C'est à la suite d'un désaccord entre majorité et opposition sur la liste des personnes auditionnées que la commission d'enquête a implosé. Aux yeux de la première, les vœux formulés par la seconde étaient injustifiés. Mais le casting proposé par la majorité semblait trop restrictif pour les oppositions, de droite comme de gauche. Ces dernières réclamaient notamment de pouvoir auditionner, comme les sénateurs jeudi matin, le secrétaire général de l'Elysée, Alexis Kohler. Mercredi, le MoDem, allié de la majorité, avait soutenu cette position. Seule La République en marche s'y est opposée.
UltimatumUne audition " inutile ", avait finalement tranché la présidente de la commission des lois, Yaël Braun-Pivet, également corapporteure de la commission d'enquête. Cette dernière s'était expliquée en déclarant que " les auditions menées jusqu'à ce jour nous ont montré qu'ils - M. Kohler et d'autres conseillers - n'avaient aucun lien avec cette affaire ". Cette position avait été confirmée par un vote de la commission des lois, où La République en marche est majoritaire. Une étincelle sur la poudrière. " Quand vous avez une affaire qui touche au président de la République et que vous êtes dans la majorité, vous êtes juge et partie ! "ne décolère pas le député communiste Stéphane Peu. Guillaume Larrivé avait lancé un ultimatum de vingt-quatre heures à sa corapporteure pour changer d'avis. En vain.

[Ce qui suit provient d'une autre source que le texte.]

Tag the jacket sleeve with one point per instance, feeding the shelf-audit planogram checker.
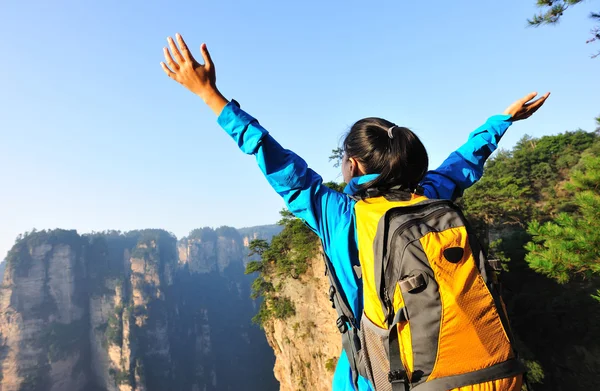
(300, 187)
(464, 166)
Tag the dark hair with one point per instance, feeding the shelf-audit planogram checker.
(400, 161)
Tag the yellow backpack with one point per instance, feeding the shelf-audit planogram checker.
(433, 319)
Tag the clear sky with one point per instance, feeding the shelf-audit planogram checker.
(95, 136)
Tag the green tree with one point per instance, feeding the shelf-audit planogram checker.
(552, 12)
(570, 244)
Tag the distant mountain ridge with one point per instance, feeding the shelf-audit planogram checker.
(132, 311)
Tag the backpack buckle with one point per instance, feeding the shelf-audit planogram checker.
(397, 377)
(341, 324)
(331, 296)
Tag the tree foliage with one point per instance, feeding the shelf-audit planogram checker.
(552, 11)
(570, 243)
(538, 204)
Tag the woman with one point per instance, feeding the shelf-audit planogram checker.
(378, 155)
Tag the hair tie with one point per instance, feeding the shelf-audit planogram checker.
(390, 134)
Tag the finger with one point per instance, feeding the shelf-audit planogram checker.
(175, 50)
(169, 59)
(206, 56)
(184, 49)
(529, 97)
(536, 104)
(169, 72)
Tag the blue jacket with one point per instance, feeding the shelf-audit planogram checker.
(330, 214)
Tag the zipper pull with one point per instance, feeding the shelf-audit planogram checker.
(389, 306)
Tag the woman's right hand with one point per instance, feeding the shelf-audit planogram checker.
(523, 108)
(199, 78)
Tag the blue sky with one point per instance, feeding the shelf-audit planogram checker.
(94, 136)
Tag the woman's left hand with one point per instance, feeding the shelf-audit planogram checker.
(199, 78)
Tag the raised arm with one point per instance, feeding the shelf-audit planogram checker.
(301, 188)
(464, 166)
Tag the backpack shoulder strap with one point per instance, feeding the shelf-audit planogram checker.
(346, 322)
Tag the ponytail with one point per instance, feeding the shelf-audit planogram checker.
(393, 152)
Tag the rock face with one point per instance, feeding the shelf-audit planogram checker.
(130, 312)
(308, 344)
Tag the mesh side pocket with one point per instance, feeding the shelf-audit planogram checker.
(374, 354)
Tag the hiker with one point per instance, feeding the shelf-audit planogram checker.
(380, 158)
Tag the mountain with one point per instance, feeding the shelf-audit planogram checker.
(131, 311)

" La commission a été torpillée par les relais du prince à l'Assemblée. Les macronistes resteront donc entre eux pour bâcler un rapport dont les conclusions leur ont déjà été dictées par l'Elysée ", a dénoncé, jeudi, le député LR. D'autres députés de l'opposition ne disent pas autre chose, évoquant une commission " verrouillée " par la majorité. Les parlementaires -critiques n'ont notamment pas apprécié que Mme  Braun-Pivet tire, mercredi lors d'une conférence de presse, soit trois jours seulement après le début des travaux, des -premières conclusions, évoquant des " dérives individuelles de M. Alexandre Benalla et de certaines autorités de police "" Cette commission a travaillé de façon très correcte ", a défendu, jeudi, Mme  Braun-Pivet. " Nos oppositions ont pu s'exprimer. Elles ne voulaient toutefois pas poser de questions mais en faire une tribune médiatique ", a-t-elle à son tour -dénoncé.

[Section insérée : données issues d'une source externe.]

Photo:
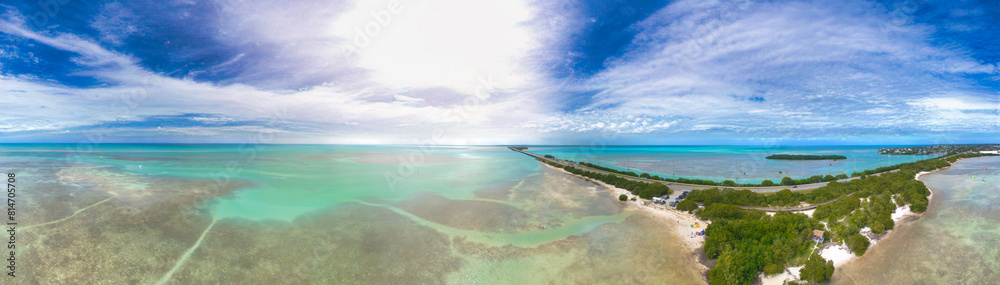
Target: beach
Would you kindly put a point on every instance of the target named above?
(680, 221)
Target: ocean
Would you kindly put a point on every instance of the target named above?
(743, 164)
(263, 214)
(954, 242)
(270, 214)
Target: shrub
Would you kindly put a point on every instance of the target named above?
(687, 205)
(787, 181)
(817, 269)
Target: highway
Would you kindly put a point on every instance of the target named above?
(681, 187)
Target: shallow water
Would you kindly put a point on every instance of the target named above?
(743, 164)
(325, 214)
(955, 242)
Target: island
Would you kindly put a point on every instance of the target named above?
(805, 157)
(938, 149)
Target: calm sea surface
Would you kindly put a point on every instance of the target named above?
(957, 241)
(270, 214)
(743, 164)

" La commission d'enquête est morte à cause de certains excès de l'opposition et de la servilité et de la partialité de la présidente ", s'indigne pour sa part le député UDI Jean-Christophe Lagarde, -remettant la balle au centre. " C'est consternant car on passe à côté des vrais sujets sur lesquels nous ne pourrons plus enquêter ", insiste-t-il.
La " suspension " de la participation de M. Larrivé ouvre en effet une fenêtre d'incertitudes sur le devenir de cette commission lancée en urgence jeudi 19  juillet après les révélations du Monde. A l'issue des auditions, le rapport attendu devrait être rédigé par Mme  Braun-Pivet, présidente et corapporteure de la commission d'enquête, sans le député de droite. Mais sans la cosignature d'un membre de l'opposition, le rapport final pourrait perdre toute crédibilité politique.